Kegiatan yang diikuti dari ruang rapat Lapas Bukittinggi ini berlangsung dengan khidmat dan diikuti oleh seluruh Unit Pelaksana Teknis Pemasyarakatan se-Sumatera Barat. Pengukuhan Satops Patnal menjadi momentum penting dalam memperkuat pengawasan internal serta meningkatkan disiplin dan integritas jajaran pemasyarakatan.
Kepala Lapas Kelas IIA Bukittinggi, Nanang Rukmana, A.Md.I.P., S.Sos., menyampaikan bahwa keberadaan Satops Patnal diharapkan mampu menjadi garda terdepan dalam menjaga ketertiban serta menegakkan kepatuhan di lingkungan kerja.
“Satops Patnal memiliki peran strategis dalam memastikan seluruh jajaran bekerja sesuai aturan, menjaga integritas, serta mencegah terjadinya pelanggaran,” ungkapnya.
Dalam pelaksanaannya, Satops Patnal akan menjalankan berbagai fungsi pengawasan, mulai dari pemantauan kedisiplinan petugas, pelaksanaan inspeksi sewaktu-waktu, hingga penindakan terhadap potensi pelanggaran yang terjadi di lingkungan pemasyarakatan.
Meskipun dilaksanakan secara daring, semangat dan komitmen seluruh peserta tetap tinggi dalam mengikuti rangkaian kegiatan.
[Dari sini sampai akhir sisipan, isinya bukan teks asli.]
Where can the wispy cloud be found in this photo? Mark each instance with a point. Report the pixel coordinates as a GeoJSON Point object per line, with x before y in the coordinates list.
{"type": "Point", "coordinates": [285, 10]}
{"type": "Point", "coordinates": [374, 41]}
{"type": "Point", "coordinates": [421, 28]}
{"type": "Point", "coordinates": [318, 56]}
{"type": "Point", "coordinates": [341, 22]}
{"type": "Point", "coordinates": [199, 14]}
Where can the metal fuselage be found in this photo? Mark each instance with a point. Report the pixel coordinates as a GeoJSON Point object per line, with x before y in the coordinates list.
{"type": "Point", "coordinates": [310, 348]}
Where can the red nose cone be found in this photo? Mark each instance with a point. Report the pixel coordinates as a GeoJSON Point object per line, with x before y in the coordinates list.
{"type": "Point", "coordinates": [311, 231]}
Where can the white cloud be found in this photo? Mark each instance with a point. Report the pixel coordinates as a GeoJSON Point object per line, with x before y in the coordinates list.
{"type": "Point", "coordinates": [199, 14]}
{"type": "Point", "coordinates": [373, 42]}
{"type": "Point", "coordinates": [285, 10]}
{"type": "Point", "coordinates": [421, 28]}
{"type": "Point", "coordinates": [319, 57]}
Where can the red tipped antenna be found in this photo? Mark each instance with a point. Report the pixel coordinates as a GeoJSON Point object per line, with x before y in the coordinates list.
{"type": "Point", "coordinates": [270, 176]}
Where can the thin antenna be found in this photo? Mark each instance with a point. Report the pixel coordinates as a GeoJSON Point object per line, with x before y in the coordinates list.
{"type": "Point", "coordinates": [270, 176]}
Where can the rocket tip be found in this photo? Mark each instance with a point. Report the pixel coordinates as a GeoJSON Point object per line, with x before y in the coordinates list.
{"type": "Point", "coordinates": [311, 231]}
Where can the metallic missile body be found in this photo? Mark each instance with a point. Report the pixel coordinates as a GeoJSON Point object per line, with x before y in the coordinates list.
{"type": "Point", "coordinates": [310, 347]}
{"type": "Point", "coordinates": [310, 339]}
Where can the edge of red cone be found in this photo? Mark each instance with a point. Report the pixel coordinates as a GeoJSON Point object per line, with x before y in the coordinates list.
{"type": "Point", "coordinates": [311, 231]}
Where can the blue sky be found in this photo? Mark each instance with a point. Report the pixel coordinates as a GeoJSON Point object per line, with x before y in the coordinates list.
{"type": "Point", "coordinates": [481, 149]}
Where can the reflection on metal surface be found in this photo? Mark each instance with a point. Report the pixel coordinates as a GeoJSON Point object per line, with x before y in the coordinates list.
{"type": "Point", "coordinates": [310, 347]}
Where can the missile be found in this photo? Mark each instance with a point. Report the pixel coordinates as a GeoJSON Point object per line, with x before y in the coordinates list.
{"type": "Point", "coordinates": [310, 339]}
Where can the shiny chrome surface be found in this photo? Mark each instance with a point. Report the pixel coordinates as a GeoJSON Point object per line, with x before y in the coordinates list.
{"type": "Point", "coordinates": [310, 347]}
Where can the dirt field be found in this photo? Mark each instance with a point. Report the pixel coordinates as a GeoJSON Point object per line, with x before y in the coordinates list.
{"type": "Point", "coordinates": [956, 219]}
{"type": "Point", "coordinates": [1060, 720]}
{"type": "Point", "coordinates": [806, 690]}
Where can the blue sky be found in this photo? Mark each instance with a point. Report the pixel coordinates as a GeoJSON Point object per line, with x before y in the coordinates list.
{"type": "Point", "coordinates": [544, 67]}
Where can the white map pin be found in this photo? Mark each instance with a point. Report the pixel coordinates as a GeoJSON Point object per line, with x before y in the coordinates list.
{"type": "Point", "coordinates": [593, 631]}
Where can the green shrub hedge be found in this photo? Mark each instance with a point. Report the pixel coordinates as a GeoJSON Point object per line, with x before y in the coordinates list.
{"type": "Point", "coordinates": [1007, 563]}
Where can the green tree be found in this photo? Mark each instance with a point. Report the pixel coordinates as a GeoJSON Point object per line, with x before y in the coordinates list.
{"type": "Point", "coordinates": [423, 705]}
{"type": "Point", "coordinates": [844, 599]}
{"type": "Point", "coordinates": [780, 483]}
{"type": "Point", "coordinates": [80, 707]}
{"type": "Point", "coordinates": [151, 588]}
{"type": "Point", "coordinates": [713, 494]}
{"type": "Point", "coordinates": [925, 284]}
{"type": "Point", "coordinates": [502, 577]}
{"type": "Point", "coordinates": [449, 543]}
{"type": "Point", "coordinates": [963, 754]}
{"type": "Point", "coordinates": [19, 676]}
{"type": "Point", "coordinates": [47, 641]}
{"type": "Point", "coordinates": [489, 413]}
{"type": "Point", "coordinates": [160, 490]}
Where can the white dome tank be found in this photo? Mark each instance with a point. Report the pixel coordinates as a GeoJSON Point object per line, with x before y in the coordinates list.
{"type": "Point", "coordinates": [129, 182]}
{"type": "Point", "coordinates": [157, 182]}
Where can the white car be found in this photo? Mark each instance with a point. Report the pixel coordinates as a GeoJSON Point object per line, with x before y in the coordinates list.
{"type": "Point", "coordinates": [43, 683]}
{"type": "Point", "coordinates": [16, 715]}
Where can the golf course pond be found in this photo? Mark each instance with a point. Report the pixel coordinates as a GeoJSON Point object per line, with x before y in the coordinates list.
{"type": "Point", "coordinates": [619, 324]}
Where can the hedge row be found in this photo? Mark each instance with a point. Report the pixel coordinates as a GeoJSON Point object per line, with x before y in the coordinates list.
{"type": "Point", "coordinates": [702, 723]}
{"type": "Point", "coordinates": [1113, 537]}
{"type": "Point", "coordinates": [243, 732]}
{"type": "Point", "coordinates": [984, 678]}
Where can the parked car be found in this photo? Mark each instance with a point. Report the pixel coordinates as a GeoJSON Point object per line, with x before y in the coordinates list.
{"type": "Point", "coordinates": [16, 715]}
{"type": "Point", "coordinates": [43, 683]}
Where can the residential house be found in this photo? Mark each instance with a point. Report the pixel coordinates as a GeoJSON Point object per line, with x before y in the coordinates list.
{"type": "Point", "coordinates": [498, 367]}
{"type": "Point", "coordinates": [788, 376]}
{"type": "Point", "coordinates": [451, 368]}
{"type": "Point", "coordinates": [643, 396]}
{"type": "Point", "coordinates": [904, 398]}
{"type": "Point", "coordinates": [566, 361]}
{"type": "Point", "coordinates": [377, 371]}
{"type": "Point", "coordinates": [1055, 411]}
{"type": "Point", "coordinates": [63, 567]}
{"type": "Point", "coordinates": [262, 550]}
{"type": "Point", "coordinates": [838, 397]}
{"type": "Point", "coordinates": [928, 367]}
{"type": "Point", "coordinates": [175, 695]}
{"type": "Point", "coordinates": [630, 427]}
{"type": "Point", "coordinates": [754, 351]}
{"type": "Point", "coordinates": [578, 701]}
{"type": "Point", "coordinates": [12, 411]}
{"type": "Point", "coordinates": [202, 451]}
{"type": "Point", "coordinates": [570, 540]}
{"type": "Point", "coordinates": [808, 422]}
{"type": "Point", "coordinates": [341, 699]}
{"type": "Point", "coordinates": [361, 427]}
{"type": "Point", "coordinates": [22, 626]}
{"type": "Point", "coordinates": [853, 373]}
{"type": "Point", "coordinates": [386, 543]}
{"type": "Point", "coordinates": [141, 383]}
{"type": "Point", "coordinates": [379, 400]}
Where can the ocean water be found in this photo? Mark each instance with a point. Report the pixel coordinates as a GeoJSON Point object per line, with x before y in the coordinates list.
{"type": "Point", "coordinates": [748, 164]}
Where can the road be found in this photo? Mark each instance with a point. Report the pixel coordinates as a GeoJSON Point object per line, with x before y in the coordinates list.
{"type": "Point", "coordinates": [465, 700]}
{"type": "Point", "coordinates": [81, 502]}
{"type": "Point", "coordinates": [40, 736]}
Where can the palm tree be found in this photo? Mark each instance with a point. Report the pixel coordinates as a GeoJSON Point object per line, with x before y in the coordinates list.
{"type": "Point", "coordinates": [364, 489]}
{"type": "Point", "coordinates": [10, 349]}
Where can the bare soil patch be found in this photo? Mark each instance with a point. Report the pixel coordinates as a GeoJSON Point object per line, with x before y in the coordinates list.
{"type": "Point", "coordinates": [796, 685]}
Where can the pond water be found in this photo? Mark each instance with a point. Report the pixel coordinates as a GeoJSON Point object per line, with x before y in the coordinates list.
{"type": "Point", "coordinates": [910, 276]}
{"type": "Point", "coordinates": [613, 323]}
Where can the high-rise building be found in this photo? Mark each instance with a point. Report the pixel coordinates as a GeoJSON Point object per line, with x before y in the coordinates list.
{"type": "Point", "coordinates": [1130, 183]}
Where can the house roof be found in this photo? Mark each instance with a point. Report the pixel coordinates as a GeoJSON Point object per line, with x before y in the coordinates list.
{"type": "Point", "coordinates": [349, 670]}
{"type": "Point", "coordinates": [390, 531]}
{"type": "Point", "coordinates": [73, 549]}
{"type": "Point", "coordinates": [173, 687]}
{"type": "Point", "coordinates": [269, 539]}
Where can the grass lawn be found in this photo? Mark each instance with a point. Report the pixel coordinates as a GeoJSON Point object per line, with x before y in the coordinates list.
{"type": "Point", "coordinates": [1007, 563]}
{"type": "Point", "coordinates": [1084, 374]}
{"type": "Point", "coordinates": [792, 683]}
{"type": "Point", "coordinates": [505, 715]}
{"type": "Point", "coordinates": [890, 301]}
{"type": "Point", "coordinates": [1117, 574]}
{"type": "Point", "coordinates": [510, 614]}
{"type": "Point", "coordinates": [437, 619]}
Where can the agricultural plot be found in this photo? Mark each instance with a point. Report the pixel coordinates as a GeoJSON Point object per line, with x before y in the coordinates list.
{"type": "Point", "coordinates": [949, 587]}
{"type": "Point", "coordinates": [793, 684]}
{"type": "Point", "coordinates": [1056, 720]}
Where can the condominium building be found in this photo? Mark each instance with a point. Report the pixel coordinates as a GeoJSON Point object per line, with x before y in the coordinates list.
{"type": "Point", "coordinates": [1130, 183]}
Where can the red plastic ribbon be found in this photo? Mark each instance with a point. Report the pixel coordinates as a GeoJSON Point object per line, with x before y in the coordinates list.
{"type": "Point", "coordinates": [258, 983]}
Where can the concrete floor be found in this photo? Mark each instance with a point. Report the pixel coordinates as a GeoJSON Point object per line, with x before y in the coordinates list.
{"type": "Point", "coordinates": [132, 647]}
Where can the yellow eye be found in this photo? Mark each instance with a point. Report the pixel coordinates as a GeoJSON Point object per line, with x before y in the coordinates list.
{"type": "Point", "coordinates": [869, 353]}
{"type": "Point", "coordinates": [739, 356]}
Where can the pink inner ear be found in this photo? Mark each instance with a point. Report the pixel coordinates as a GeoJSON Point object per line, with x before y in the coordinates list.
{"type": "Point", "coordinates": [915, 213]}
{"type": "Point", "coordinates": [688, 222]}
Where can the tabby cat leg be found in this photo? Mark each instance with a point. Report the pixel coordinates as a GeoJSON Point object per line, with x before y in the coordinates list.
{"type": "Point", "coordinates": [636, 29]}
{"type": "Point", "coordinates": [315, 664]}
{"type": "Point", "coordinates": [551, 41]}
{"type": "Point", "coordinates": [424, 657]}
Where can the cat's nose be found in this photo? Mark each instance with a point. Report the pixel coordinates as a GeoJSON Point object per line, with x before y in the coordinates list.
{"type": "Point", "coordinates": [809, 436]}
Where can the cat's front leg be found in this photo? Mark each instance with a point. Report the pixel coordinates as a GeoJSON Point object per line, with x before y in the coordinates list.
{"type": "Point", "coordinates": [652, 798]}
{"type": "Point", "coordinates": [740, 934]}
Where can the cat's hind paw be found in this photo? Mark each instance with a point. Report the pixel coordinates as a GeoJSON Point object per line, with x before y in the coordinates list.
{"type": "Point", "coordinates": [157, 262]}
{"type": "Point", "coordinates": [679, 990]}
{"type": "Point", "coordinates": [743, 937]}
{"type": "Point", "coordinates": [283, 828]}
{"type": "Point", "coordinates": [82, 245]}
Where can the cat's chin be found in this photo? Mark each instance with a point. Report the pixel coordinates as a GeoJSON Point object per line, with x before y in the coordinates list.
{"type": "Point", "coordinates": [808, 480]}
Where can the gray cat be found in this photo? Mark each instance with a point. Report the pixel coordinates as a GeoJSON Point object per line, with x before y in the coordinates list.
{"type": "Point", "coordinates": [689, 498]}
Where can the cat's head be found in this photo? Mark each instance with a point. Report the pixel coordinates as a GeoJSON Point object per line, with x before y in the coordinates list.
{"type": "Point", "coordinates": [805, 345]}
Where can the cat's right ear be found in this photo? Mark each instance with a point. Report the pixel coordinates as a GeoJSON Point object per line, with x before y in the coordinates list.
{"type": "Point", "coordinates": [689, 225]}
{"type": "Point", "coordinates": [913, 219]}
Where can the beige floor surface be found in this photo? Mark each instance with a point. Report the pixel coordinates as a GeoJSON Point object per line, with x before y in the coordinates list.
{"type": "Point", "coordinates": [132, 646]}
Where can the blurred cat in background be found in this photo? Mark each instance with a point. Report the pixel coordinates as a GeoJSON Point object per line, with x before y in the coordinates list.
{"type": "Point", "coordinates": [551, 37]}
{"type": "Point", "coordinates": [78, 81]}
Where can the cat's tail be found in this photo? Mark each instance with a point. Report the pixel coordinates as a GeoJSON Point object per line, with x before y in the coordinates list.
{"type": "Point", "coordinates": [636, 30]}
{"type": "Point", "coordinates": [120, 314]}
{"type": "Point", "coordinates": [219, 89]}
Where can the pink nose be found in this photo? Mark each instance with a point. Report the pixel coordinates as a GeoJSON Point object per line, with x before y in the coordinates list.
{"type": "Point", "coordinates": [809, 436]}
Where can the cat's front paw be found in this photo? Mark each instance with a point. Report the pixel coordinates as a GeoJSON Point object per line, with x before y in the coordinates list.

Hal ini mencerminkan keseriusan jajaran pemasyarakatan dalam mewujudkan tata kelola yang bersih, transparan, dan akuntabel.
Dengan adanya pengukuhan ini, Lapas Bukittinggi menegaskan komitmennya untuk terus meningkatkan kualitas pengawasan internal serta membangun budaya kerja yang profesional dan berintegritas demi memberikan pelayanan terbaik kepada masyarakat.(Z.Dt).